Um Gustav Kuhn, den "Erl-König
der Jahrtausendwende" und Inntal-Rebellen, spinnen sich nicht
nur Legenden, sondern vor allem handfeste Tatsachen. Der "Ring
des Nibelungen" geht in der Tiroler Provinz in die zweite Runde
allerdings nicht mit der "Walküre", sondern
mit "Siegfried" und einem Drachen übrigens, der verdammte
Ähnlichkeit mit den "Friedensbombern" unserer Tage
haben soll
Außer Wagners "Siegfried" in hochkarätiger
Besetzung (17. und 24.7.) bringen die Tiroler Festspiele Erl (in
der noblen Akustik des Erler Passionsspielhauses) an weiteren Hauptwerken
des romantischen Repertoires: Anton Bruckners Achte Symphonie (10.7.),
das Deutsche Requiem von Johannes Brahms (11.7.), das Requiem von
Giuseppe Verdi (18.7.), Richard Strauss "Also sprach
Zarathustra" (25.7., zusammen mit Johann Strauß d. J.)

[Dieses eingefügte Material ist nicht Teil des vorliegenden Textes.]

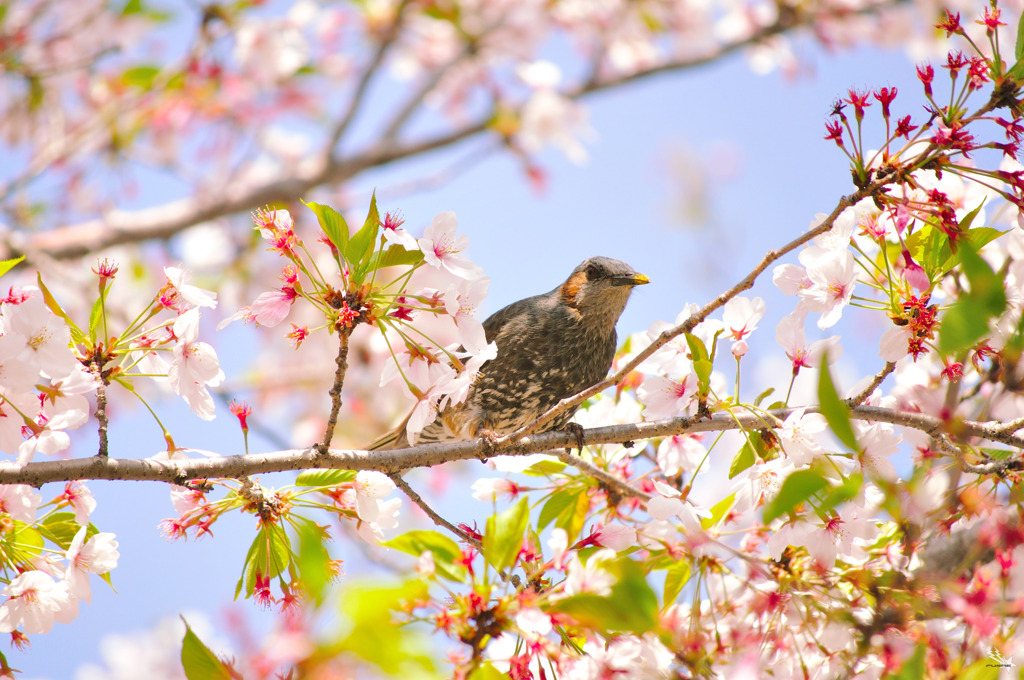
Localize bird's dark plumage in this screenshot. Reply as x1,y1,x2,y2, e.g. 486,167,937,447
370,256,648,449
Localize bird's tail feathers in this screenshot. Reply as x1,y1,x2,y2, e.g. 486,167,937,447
366,410,414,450
366,427,404,450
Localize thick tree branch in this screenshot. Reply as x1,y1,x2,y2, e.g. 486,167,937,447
4,404,1021,486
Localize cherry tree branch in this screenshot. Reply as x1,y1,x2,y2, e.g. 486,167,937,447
318,328,352,453
5,404,1021,487
847,362,898,408
556,449,652,503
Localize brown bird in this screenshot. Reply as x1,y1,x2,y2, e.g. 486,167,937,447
370,256,649,449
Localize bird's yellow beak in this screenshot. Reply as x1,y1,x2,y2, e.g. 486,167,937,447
613,272,649,287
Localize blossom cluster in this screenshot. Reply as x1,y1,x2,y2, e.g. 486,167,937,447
232,201,494,446
0,261,227,647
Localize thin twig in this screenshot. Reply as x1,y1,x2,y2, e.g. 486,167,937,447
388,472,483,550
847,362,897,408
319,329,352,454
556,450,651,502
89,356,109,457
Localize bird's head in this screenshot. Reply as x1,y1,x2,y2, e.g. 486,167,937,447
559,256,649,326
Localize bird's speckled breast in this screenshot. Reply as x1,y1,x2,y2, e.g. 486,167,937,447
470,301,617,433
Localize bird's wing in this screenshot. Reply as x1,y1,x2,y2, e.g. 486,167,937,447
481,293,546,342
368,294,552,449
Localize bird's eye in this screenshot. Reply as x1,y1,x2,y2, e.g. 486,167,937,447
585,263,601,280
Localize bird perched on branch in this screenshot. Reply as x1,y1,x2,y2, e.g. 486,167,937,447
370,256,649,449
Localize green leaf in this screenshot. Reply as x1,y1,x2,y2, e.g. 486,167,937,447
818,361,858,451
37,273,85,344
763,468,829,524
700,493,735,530
663,560,692,606
1007,59,1024,82
238,524,290,599
939,302,991,354
295,519,332,605
980,447,1013,460
336,580,436,675
817,474,863,515
729,437,757,479
306,202,350,254
551,558,658,634
753,387,775,408
469,663,508,680
384,530,466,582
370,244,424,270
121,65,160,89
554,488,590,544
520,457,566,476
294,468,356,486
345,191,381,273
957,657,1002,680
888,642,926,680
0,256,23,278
482,497,530,572
37,512,94,550
0,522,44,565
684,333,712,394
937,241,1008,354
88,287,109,344
538,489,576,530
181,619,234,680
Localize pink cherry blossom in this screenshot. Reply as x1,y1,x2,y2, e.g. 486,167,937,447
353,470,396,523
418,212,483,280
593,524,638,552
636,372,699,420
65,526,119,603
248,287,299,327
0,570,76,634
167,309,225,421
3,296,79,378
162,267,217,310
798,248,857,329
656,434,707,477
470,478,519,502
776,311,842,372
722,296,765,342
58,481,96,526
444,277,490,354
0,485,42,524
772,262,813,296
777,407,828,465
518,86,593,164
561,549,616,597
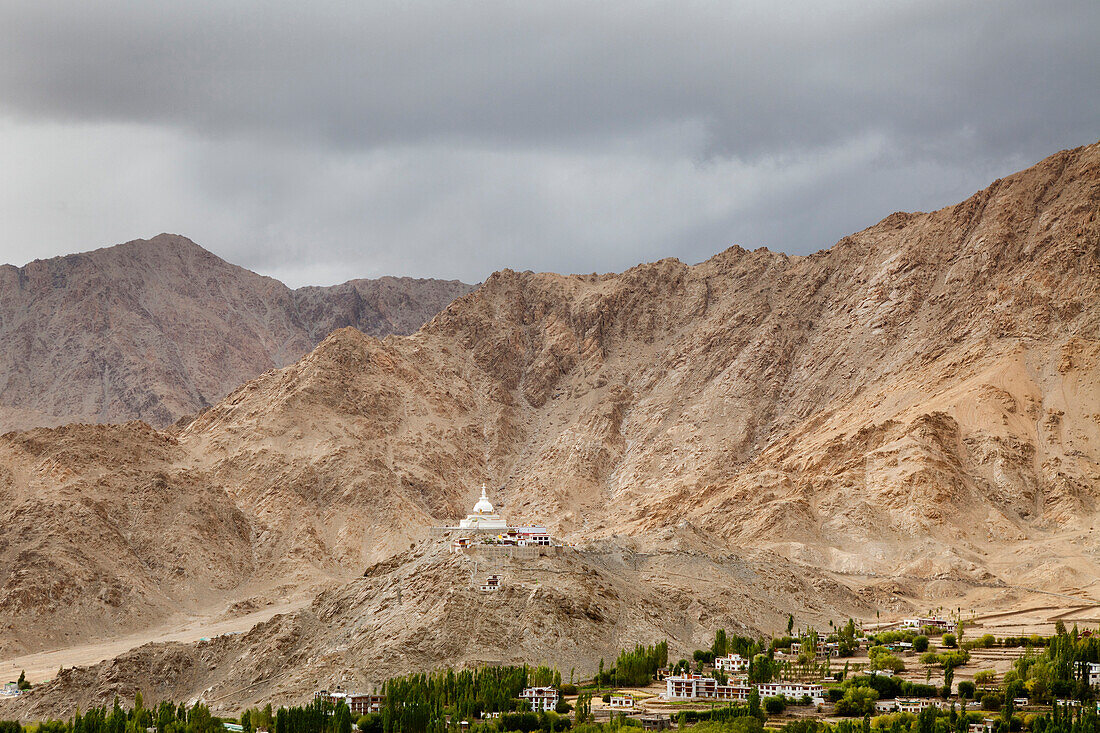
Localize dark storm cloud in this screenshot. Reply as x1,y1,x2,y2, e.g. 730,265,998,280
0,1,1096,284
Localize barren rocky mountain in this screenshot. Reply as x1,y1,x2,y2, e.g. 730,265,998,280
0,235,474,430
2,142,1098,718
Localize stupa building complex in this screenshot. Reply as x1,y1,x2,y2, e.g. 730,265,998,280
435,485,555,549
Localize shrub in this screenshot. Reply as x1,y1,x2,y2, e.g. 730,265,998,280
691,720,763,733
901,683,937,698
880,654,906,673
980,693,1002,712
941,633,956,648
973,670,996,686
957,681,975,699
356,715,381,733
912,636,929,653
849,674,903,700
763,697,787,715
501,712,540,732
834,687,878,717
559,684,578,696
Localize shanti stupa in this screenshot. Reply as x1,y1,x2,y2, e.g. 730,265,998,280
458,484,509,531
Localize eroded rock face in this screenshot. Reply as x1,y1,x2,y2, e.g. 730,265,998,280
1,142,1099,717
0,235,474,430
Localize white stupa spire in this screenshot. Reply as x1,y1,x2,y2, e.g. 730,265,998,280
460,483,507,530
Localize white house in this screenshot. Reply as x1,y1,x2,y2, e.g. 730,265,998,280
714,654,750,673
520,687,559,712
664,674,750,702
902,617,952,632
891,698,937,714
609,695,635,710
314,690,384,715
1085,662,1100,687
755,682,825,705
1,682,20,697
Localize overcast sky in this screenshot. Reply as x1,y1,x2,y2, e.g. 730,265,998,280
0,1,1097,286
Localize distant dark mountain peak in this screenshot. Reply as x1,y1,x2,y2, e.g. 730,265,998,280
0,236,474,430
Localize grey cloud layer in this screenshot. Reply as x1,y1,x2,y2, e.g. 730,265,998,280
0,0,1097,284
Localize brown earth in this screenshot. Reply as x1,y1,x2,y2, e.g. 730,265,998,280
1,141,1099,719
0,234,474,430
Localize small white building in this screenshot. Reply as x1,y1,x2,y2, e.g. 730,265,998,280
714,654,750,673
511,527,553,546
891,698,936,714
1,682,21,696
902,617,952,632
480,574,503,592
520,687,559,712
968,723,994,733
609,695,635,710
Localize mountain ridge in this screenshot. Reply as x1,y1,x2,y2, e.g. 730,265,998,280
0,234,475,431
1,141,1098,718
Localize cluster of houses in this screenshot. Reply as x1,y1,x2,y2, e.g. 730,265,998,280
663,673,826,706
774,641,842,659
663,654,827,706
315,686,562,716
452,528,553,552
314,690,385,715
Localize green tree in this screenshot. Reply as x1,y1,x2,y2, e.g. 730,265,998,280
713,629,728,658
834,687,878,717
787,615,794,636
748,687,761,720
332,703,352,733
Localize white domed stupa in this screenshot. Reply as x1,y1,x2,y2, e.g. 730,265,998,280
458,484,508,531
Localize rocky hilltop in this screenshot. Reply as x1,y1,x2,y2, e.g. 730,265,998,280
0,235,474,430
1,142,1098,718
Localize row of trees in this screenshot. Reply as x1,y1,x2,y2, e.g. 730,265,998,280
1,696,225,733
379,666,538,732
595,643,669,688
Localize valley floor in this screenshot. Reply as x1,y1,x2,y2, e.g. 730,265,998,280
0,598,309,686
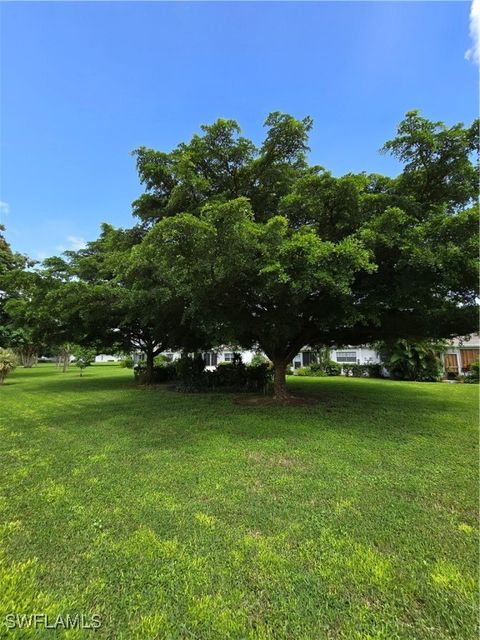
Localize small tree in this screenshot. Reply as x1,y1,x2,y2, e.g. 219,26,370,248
73,347,96,376
0,348,18,384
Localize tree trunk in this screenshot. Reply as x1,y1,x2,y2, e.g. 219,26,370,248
272,357,290,400
20,347,37,368
144,348,154,384
62,355,68,372
62,348,70,372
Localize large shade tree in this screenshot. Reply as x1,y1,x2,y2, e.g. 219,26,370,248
131,111,478,398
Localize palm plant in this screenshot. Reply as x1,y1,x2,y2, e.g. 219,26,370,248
377,339,446,381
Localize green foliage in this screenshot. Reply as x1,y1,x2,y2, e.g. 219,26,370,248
174,353,206,392
463,360,479,384
310,347,331,369
295,367,309,377
250,353,270,367
377,339,446,382
130,111,477,397
120,356,134,369
324,361,342,377
157,353,273,393
366,363,383,378
305,363,327,377
134,362,177,384
3,112,477,397
347,363,384,378
73,347,96,376
381,110,478,212
0,347,18,383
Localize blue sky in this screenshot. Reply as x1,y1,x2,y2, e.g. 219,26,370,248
1,1,478,260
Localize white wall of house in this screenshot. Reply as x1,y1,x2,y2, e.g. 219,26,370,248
136,346,381,370
133,348,259,370
133,336,479,377
95,354,122,363
291,346,380,370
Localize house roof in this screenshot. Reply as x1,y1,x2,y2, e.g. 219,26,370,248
448,333,480,348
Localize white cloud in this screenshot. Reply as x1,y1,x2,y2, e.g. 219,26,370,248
56,235,87,253
465,0,480,64
0,201,10,218
66,235,87,250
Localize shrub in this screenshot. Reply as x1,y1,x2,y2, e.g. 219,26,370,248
250,353,270,367
308,362,324,374
470,360,479,382
174,353,206,392
245,362,273,392
134,362,177,384
120,356,134,369
295,367,309,376
171,355,272,393
350,364,365,377
154,354,171,366
462,361,479,384
324,361,341,376
366,363,383,378
211,361,247,388
0,348,18,384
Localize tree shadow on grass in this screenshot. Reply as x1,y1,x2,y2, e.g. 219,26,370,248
10,371,474,454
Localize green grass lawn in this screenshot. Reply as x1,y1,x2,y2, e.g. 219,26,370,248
0,365,478,639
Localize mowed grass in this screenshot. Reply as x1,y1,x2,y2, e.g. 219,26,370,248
0,365,478,640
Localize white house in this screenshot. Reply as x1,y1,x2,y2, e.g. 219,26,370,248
134,335,479,376
143,345,381,372
442,334,480,376
95,354,123,363
156,348,258,371
291,346,380,370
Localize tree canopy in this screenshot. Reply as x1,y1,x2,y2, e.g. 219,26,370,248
1,111,478,397
129,111,478,397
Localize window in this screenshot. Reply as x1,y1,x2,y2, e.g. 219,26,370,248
302,352,315,367
293,353,302,369
460,349,479,371
223,352,234,362
203,352,218,367
444,353,458,372
336,351,357,363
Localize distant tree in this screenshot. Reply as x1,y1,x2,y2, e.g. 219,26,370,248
65,224,210,384
0,225,32,349
2,257,79,366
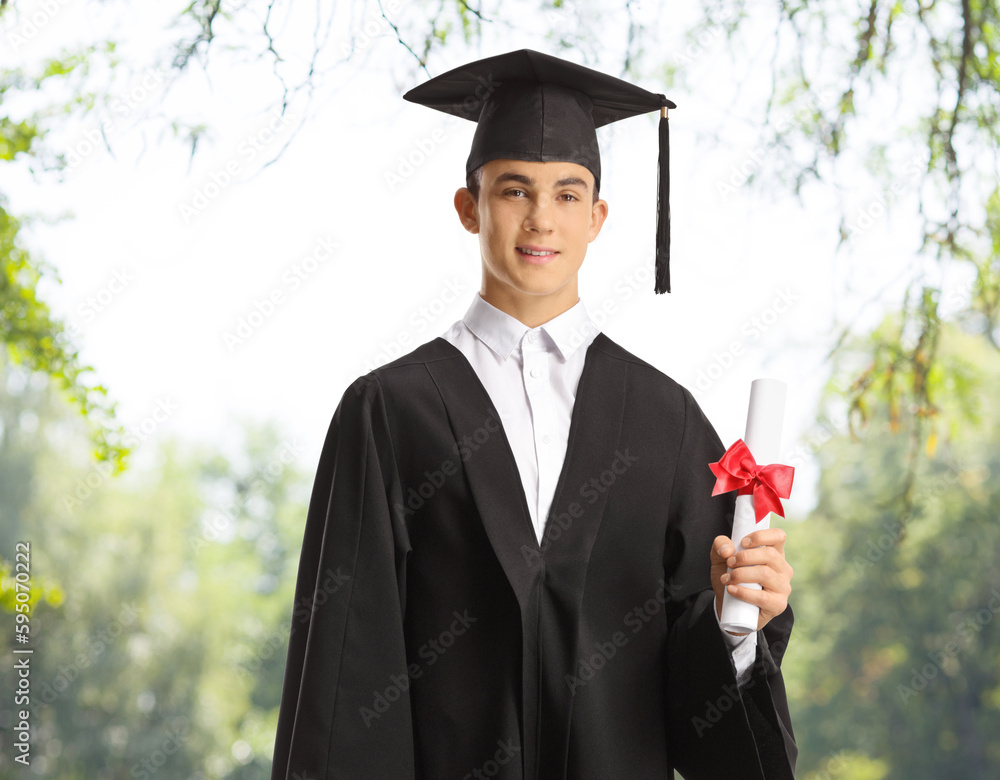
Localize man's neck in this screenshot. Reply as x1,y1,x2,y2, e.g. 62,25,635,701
479,281,580,329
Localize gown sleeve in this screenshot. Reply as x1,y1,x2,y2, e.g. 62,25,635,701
662,387,797,780
270,374,415,780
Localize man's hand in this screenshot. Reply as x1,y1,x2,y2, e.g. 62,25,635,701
710,529,793,634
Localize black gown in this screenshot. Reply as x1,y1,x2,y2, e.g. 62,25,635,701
270,332,797,780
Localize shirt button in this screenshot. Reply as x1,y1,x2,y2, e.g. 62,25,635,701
541,433,551,444
530,367,541,378
527,331,538,343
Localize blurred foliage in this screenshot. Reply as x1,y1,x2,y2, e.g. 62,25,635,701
784,322,1000,777
0,353,311,778
1,43,130,471
0,562,63,614
0,201,130,471
689,0,1000,504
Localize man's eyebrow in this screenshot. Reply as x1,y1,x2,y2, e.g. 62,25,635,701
494,172,534,186
493,172,590,190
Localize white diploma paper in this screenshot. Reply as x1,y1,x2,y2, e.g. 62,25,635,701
719,378,788,634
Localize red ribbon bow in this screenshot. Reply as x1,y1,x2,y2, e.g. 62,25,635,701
708,439,794,523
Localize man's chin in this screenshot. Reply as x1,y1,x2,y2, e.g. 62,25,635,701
511,277,578,299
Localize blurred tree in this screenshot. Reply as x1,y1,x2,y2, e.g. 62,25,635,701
0,350,65,634
0,352,311,779
783,321,1000,778
683,0,1000,512
1,52,129,469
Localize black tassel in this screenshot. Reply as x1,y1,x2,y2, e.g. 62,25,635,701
654,107,671,294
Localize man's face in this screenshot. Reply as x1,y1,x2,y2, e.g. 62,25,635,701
455,158,608,302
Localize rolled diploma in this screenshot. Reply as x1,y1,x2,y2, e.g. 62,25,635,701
719,378,787,634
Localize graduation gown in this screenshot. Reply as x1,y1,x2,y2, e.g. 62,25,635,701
270,332,797,780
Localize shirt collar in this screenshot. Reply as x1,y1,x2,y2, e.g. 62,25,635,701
460,292,600,362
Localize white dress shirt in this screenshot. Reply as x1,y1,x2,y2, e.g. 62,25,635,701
439,292,757,684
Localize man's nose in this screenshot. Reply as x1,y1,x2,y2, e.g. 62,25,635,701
523,198,554,231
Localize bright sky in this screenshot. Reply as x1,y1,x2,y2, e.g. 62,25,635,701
2,0,939,517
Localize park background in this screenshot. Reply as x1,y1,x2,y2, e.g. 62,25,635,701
1,0,999,777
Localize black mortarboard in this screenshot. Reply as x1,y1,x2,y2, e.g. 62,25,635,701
402,48,676,294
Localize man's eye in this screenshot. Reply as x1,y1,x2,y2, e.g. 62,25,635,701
559,193,579,201
504,188,526,197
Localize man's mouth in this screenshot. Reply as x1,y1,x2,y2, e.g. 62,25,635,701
516,246,559,259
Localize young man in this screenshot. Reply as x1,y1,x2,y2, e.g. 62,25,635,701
271,49,796,780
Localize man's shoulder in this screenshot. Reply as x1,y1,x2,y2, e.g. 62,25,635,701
590,332,690,399
371,335,458,374
340,335,458,404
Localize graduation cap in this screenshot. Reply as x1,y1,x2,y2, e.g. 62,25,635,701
402,48,676,294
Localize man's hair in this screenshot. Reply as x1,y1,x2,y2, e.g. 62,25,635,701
466,164,599,203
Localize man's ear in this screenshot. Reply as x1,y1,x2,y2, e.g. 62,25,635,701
588,197,609,243
454,187,480,234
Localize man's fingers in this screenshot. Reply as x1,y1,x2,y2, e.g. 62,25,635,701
739,526,787,553
725,582,785,616
728,545,783,568
724,565,773,589
724,563,791,594
722,528,793,631
711,534,734,561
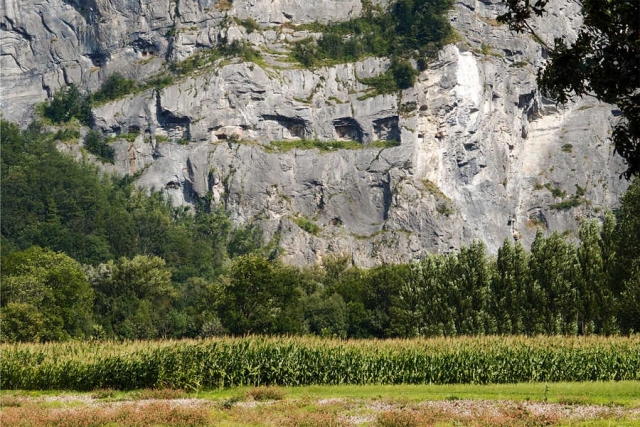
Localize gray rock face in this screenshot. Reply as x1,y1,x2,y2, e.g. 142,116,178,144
1,0,628,265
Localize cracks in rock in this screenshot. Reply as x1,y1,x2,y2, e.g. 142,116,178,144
5,16,40,71
380,172,393,221
518,89,544,123
4,19,34,41
219,166,237,208
455,1,475,12
305,179,326,214
181,158,199,205
366,148,391,172
41,75,53,98
62,0,99,21
2,52,29,74
38,11,56,38
60,0,107,66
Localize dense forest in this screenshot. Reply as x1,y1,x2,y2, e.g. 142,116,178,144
1,120,639,342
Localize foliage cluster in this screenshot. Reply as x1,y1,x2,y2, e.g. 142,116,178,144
357,59,418,98
267,139,362,152
84,129,115,163
0,121,263,341
291,0,453,67
293,216,321,235
41,74,139,128
91,73,139,105
52,128,81,141
41,39,261,127
235,18,261,34
42,85,91,126
169,48,223,75
290,0,451,93
170,40,262,75
1,246,93,343
544,183,566,198
561,143,573,153
549,197,582,211
2,336,638,390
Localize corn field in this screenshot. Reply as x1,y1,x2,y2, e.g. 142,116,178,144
2,336,639,391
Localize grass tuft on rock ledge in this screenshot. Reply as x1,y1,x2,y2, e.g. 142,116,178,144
293,216,321,235
265,139,399,153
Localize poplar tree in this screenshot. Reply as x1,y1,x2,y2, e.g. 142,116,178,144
452,241,493,335
577,220,606,333
491,239,529,334
529,231,580,334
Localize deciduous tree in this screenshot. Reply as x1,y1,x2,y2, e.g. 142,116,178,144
1,246,94,342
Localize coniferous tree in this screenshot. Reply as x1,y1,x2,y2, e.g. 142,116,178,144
600,211,617,279
619,269,640,333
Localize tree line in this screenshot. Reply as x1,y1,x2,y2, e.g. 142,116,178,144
1,120,639,341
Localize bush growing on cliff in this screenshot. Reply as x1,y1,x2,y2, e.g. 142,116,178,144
358,58,418,97
291,0,454,67
290,0,448,93
84,130,115,164
42,85,91,125
91,73,139,104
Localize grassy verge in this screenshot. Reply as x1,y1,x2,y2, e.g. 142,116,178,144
190,381,640,406
6,381,639,406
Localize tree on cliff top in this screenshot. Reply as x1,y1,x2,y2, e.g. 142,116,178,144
498,0,640,178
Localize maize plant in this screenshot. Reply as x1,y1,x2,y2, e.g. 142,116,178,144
1,336,638,390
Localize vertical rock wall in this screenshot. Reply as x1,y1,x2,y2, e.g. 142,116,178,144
0,0,628,265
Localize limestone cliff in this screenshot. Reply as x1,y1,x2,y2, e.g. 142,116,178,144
0,0,628,265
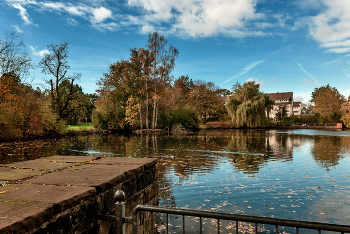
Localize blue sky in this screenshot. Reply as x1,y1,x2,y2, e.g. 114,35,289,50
1,0,350,103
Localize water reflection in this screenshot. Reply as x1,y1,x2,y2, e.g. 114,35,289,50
2,130,350,231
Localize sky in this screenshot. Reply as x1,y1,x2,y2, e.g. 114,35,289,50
1,0,350,103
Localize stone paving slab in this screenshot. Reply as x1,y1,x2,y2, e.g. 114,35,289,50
89,157,156,166
1,160,77,171
0,202,52,230
24,164,141,187
0,184,96,212
42,155,98,163
1,155,97,169
0,156,158,233
0,167,43,182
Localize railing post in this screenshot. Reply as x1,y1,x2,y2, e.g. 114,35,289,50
115,190,126,234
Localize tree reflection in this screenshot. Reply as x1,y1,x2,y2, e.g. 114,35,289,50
312,135,345,168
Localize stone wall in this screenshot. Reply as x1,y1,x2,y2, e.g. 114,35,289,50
0,157,158,234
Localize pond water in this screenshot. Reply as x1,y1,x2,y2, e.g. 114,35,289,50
1,129,350,233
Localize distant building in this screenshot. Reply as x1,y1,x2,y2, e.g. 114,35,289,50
292,102,302,116
266,92,301,119
220,95,229,105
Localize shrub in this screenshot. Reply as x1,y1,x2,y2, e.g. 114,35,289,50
170,106,199,129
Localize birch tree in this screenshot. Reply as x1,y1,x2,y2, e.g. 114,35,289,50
147,32,178,130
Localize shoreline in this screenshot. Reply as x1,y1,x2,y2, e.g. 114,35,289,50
0,123,346,142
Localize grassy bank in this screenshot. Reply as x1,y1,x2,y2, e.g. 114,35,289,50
67,122,95,131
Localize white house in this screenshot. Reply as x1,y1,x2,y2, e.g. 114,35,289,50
267,92,301,119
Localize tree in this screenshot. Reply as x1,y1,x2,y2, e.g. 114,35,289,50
59,80,89,125
301,103,314,114
187,80,229,123
341,95,350,128
274,103,288,121
225,81,274,128
39,42,81,120
0,30,32,79
311,84,344,120
147,32,179,130
128,48,153,130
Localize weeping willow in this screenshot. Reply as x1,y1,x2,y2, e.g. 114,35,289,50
225,81,274,128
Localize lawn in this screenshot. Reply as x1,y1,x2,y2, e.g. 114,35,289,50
67,122,94,131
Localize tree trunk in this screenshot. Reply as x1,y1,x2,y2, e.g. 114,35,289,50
146,82,149,129
138,100,143,130
152,98,156,130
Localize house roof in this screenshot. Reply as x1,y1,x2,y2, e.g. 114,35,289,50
220,95,229,103
293,102,301,107
267,92,293,104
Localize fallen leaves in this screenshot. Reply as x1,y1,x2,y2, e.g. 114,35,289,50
0,190,8,194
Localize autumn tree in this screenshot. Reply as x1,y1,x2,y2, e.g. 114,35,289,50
128,48,153,129
187,80,229,123
225,81,274,128
39,42,81,120
341,95,350,128
311,84,344,121
147,32,179,130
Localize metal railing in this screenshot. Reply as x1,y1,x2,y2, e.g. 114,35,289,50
98,190,350,234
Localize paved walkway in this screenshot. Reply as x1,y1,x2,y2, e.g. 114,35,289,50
0,155,156,232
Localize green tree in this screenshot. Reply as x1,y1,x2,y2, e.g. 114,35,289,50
311,84,344,121
225,81,274,128
39,42,81,120
301,102,314,114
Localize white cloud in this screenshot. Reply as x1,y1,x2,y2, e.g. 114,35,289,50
245,77,265,87
8,1,113,29
294,95,304,102
12,3,33,25
127,0,267,37
30,46,50,57
91,6,111,23
309,0,350,55
92,22,118,31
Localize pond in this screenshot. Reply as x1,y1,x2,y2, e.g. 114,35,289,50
1,129,350,233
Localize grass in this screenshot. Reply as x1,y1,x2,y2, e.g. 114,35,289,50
67,122,94,131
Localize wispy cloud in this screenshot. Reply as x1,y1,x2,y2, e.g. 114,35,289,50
319,59,341,67
296,61,318,82
12,3,36,25
271,76,279,83
5,0,289,37
303,78,317,82
7,1,113,29
219,59,266,86
11,24,24,33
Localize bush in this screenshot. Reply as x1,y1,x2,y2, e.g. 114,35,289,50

und Rimskij-Korssakows "Scheherazade" (31.7.). Außerdem
bieten die Festspiele einen hohen Anteil neuer Werke, so
sicherlich am auffälligsten eine "Missa intergalactica"
(morgens am 11.7., zeitlich zwischen Bruckner und Brahms), die sich
aus den zwei umliegenden Galaxien, der Achten Bruckner und dem Brahms-Requiem,
bedient, welche "wir kontrapunktisch verknüpfen und darüber
die Einfachheit des Dorfklanges legen". Gustav Kuhn und Pepe
dOnghia besorgten für diese Messe, die im üblichen
Meßbetrieb gegeben wird, Kyrie, Credo und Agnus Dei. Die drei
übrigen Sätze steuern Andreas Schett und Markus Kraler
bei. Auf jeden Fall eine volksnahe Angelegenheit. Nicht so der Auftritt
des Organisten Wolfgang Mitterer (vor Bruckner), dessen Musik "wirklich
so klingt, wie wenn ein Schnellzug entgleist so was
von schräg!"
Zur Eröffnung am 10.7. um null Uhr auf dem Kalvarienberg steht
Franz Hackl im Mittelpunkt, "einer der wenigen Europäer,
die in New York als Jazzer Karriere gemacht haben". Schön,
aber wer, bitteschön, ist Brigitte Tannich? "Das ist ein
Gehversuch, quasi ihr Opus 1 mit bewußt einfachem, schlichtem
Material. Denn wir wollen die Öffnung auch fürs absolut
Unetablierte." Dazu gibts Herbert Grassl "einer
der verdienstvollen Altrevolutionäre aus Südtirol, das
Stück ist für kleine Trommel" und Marco Tutino
mit "einem typischen 80er-Stück in neuer Einfachheit"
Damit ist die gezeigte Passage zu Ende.